Despite the title track’s sophisticated sound, McClure concedes that the song came together as a result of him and La Frombe “acting daft”. One minute they were messing about with the line ‘there’s a heatwave in the cold north’, saying it in their best radio DJ voices. Next thing they know, it’s BBC Radio 2’s record of the week.
“Somebody told me The Beatles used to do it. They’d have daft lyrics like ‘Paul is a knobhead’, and that’d end up being like ‘I want to hold your hand’ or sommat”, the frontman said. “That’s why I got in a band, right? It’s just nice to fuck about and have a laugh.”
Like most people, McClure has taken to TikTok over the last few years. He’s used the platform to document his trip to Sheffield’s twin town Kitwe in Zambia and promote the band’s upcoming releases. In one video about the latest single Problems, McClure claimed it was the greatest song on the album. I asked him why and got the best response.
“I’ve got problems, like everybody else got problems…,” sang McClure in a pitch perfect rendition of the catchy chorus. You better believe I was bopping along to it in front of the webcam. He then explained that the band played it at two festivals last year, and both times the crowds were singing along by the second chorus. “I’ve been doing this 20 year right, so I know when I play a tune.”

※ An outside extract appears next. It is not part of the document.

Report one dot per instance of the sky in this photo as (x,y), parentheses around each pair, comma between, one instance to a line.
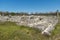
(29,5)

Since then, the band has received a flood of messages asking when Problems will be released. “That’s what you fucking want. Before it’s even come out people feel like they know it.”
Some 15 years after the release of their successful debut album The State of Things, McClure believes he is “getting better with songwriting”.
“There aren’t many bands from my era that can say that. Even if they’re massive, are they getting better than they used to be? Probably not. Things are fucking going reyt well. This is what’s supposed to happen to you when you’re 21, not when you’re 41.”
Talking about the LP as a whole, McClure says: “I’m so fucking proud of it. It’s the first time I’ve ever done an album where I listen back to it and play it. A lot of pop songs, they sound great, and the melodies are great, but the lyrics are shit. And a lot of leftfield indie music, the lyrics are great, but the tune is shit. This is both. They’re ear worms but they’re about sommat. They’re tasty but they’re nutritious.”
Nevertheless, the humble Rev is convinced that he’s never written the ultimate song. As someone who lists Heavyweight Champion of the World as one of their all-time favourite tunes, I find this difficult to believe. But at least it means we’ll never be short of new music from McClure as he continues on this mission.
“I’m addicted to the idea that one day I’ll write a perfect song. And I never will. But the idea that it’s just beyond reach. Oh, I’d fucking love to do it. I wonder if anybody’s ever done it.”
Recalling an interview he’d watched with Motown legend Lamont Dozier, McClure reflects: “Even he’s like ‘it’s great, but I always think I can do a better one’. And it’s that, you know. I’m a lifer.”